As the gifted person moves into early-to-mid adulthood, their achievements and their growing recognition from others earns them status and respect among their peers. They become regarded as an expert in a particular field, whether academe or a profession, and people accord them substantial a respect that sometimes borders on reverence. It is at this point that the gifted person may fall into what has been called “the intelligence trap” or “Nobel’s disease”. This is the kind of confidence that prompts the winner of a Nobel Prize to assume that their special insight applies to all realms, even outside their sphere of expertise. In such cases the gifted person is closed to the opinions of others, always assuming that their insights are more likely valid.
One of the most dramatic examples of this occurred in 1998 with the failure of the investment firm Long Term Capital Management (LTCM), generally attributed to the prevailing hubris among its senior partners who seemed to believe in their public persona as “financial geniuses.” Buoyed by their successes, they continued to increase leverage while failing to test the assumptions underpinning their mathematical model. Since these highly intelligent people were used to being right much more often than being wrong, they may have been especially susceptible to this cognitive trap.

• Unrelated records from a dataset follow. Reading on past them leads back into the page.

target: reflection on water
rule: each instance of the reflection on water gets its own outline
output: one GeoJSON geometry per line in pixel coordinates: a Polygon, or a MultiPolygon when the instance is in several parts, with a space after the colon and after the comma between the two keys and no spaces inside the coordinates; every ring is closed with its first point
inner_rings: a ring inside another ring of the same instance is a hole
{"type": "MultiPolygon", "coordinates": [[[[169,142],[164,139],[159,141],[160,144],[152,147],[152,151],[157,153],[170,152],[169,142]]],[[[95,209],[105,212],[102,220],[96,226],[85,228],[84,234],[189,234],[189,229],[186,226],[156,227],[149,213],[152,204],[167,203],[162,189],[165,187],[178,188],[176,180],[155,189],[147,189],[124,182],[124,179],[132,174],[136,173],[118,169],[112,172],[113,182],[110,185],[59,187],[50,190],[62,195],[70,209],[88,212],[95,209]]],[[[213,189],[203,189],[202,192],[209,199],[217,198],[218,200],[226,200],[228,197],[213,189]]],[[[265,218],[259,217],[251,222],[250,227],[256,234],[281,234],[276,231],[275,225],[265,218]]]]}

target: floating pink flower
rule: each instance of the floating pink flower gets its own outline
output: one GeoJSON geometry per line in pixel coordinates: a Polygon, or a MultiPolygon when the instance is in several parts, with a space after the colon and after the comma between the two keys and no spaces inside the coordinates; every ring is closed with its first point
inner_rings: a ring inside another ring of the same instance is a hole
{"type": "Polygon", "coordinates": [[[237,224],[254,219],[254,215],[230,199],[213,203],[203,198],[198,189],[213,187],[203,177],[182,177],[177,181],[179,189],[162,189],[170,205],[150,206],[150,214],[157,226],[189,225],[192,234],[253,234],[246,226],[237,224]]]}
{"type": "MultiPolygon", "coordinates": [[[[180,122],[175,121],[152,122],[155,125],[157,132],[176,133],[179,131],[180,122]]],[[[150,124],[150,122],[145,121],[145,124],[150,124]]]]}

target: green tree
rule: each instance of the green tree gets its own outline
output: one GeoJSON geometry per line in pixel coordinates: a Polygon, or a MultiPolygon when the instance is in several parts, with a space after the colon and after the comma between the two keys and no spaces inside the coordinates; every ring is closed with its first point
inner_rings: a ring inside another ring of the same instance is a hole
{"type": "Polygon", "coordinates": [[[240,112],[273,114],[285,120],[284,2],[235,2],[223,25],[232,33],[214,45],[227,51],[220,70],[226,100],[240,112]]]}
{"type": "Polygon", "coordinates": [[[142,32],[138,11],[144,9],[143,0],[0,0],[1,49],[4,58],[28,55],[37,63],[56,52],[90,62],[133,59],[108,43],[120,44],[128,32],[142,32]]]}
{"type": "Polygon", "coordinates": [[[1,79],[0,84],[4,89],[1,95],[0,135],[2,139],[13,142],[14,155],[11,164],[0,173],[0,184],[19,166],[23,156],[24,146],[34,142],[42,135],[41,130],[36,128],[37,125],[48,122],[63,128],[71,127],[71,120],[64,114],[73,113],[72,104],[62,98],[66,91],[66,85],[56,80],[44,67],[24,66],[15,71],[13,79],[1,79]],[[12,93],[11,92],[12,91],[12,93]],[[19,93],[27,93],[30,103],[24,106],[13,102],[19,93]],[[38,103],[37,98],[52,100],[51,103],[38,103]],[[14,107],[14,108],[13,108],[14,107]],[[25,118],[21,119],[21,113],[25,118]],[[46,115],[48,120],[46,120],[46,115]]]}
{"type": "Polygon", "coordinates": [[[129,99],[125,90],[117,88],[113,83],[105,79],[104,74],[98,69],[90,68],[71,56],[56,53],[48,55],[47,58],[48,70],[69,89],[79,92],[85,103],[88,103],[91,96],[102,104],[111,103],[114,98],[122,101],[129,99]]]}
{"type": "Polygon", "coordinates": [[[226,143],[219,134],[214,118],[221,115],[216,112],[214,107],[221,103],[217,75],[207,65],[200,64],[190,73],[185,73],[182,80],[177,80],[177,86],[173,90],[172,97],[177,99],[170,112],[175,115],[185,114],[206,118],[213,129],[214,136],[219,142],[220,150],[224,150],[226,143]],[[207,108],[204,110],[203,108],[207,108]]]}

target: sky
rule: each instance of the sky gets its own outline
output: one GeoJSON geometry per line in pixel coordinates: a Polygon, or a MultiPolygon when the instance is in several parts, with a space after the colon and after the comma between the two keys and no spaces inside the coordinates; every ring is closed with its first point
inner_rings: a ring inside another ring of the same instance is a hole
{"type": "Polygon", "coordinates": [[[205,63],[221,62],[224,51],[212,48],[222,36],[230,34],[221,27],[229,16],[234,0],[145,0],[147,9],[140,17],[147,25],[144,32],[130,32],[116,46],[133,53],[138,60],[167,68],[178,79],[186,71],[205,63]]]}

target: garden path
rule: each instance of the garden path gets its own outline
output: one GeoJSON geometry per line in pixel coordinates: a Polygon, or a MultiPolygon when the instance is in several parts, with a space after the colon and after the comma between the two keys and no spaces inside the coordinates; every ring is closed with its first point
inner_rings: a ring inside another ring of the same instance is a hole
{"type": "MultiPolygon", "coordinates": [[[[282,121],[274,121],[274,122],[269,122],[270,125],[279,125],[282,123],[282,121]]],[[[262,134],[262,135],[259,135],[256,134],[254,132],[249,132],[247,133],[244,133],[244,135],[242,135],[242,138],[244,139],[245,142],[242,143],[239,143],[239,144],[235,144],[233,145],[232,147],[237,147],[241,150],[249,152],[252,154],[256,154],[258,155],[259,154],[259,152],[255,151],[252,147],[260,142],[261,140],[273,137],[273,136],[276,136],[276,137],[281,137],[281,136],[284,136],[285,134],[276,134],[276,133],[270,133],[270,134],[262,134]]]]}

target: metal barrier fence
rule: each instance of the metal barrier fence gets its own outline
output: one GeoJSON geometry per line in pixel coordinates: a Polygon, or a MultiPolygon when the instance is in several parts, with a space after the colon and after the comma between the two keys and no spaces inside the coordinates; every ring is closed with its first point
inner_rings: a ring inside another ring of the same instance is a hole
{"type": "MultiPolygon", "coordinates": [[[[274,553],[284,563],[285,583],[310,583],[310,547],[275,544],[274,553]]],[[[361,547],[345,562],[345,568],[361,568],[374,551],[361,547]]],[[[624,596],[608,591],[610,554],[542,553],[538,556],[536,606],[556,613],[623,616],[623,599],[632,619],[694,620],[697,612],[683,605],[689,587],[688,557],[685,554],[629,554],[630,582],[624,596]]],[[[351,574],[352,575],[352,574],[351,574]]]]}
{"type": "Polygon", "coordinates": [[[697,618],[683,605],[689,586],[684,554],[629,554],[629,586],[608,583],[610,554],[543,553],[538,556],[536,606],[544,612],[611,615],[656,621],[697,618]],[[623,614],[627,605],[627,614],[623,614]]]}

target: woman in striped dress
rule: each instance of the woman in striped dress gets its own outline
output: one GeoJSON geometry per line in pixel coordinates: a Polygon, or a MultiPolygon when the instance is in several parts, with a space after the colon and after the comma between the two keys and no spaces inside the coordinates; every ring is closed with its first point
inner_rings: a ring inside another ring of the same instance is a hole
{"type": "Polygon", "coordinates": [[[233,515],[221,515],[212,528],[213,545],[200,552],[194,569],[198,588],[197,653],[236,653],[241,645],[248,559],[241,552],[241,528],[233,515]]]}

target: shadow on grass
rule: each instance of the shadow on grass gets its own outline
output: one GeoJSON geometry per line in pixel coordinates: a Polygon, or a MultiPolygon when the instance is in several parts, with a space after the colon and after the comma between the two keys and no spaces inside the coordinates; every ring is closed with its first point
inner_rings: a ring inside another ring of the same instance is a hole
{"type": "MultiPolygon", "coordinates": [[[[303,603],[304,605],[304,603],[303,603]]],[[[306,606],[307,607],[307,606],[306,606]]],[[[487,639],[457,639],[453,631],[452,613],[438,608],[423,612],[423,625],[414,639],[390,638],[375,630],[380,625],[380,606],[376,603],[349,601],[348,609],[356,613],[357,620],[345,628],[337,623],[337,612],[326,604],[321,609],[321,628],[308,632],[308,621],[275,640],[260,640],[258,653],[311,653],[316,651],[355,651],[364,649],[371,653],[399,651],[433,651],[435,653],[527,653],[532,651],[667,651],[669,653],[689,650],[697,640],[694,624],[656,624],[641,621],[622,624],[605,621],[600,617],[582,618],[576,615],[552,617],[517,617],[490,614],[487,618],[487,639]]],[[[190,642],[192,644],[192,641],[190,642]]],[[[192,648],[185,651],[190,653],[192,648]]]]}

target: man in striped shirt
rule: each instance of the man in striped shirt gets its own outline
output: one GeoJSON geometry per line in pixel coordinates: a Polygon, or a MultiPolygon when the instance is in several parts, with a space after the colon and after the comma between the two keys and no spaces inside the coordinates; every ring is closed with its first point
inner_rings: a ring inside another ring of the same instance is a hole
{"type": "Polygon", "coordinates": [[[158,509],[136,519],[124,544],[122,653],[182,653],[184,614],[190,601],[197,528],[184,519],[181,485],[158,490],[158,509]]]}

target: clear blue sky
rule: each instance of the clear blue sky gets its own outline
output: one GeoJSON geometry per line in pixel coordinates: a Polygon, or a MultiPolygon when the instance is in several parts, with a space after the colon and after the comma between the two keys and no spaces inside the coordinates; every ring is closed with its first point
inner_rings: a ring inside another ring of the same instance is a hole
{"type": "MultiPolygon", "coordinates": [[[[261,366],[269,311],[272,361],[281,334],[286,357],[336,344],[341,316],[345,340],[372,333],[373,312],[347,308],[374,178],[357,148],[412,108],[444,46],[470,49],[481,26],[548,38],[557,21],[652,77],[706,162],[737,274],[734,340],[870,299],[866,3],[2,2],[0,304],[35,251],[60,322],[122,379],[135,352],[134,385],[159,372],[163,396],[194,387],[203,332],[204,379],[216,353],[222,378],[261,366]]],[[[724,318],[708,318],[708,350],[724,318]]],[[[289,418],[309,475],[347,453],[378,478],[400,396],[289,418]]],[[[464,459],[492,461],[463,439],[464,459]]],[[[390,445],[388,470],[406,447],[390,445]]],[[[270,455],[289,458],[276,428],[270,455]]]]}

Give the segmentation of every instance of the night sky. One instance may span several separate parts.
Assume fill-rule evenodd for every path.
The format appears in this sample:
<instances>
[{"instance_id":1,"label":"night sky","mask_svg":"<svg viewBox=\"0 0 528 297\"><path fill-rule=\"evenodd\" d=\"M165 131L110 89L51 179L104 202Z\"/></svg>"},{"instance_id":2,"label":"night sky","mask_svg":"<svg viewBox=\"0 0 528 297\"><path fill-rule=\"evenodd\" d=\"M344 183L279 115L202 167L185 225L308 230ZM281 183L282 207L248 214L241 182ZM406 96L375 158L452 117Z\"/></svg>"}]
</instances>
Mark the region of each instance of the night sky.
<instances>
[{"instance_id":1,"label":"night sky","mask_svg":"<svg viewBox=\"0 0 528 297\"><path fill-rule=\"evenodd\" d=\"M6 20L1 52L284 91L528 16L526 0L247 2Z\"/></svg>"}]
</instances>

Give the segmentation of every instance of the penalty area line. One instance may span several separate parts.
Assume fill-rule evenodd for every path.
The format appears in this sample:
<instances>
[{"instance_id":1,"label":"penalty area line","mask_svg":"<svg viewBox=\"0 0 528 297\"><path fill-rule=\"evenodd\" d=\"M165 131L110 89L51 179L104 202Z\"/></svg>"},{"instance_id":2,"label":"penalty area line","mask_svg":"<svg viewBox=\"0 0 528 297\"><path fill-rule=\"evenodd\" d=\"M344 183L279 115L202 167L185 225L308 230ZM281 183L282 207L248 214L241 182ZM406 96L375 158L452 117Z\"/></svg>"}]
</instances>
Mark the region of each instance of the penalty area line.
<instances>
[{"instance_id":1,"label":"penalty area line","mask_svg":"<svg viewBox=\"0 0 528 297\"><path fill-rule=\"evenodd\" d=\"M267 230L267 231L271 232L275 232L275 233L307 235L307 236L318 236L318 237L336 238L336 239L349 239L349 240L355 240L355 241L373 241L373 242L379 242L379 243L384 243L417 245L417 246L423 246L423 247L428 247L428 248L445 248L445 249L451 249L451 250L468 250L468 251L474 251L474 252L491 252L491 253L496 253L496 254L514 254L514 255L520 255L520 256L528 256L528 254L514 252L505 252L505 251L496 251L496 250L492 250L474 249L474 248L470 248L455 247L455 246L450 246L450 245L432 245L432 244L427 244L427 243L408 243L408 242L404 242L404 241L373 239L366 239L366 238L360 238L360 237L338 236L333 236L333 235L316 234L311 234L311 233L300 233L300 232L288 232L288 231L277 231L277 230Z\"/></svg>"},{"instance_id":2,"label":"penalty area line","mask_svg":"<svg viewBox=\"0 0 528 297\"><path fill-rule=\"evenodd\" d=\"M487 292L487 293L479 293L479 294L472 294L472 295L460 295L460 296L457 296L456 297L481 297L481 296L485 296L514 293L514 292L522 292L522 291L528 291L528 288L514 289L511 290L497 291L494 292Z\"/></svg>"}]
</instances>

Eventually LTCM collapsed because the senior partners continued to trust their original assumptions. (For the story of the rise and fall of LTCM, see Lowenstein’s book When Genius Failed.)
The penalties for those who fall into the intelligence trap are significant, because they leave the gifted person vulnerable to bad decisions. Sometimes the gifted person will remain in the intelligence trap to their death, but in most cases, experience will bring them back on track and they will develop the humility that comes with insight. Intellectual giftedness is potentially a wonderful asset, but it requires careful management from parents, teachers and especially from the person with the gift.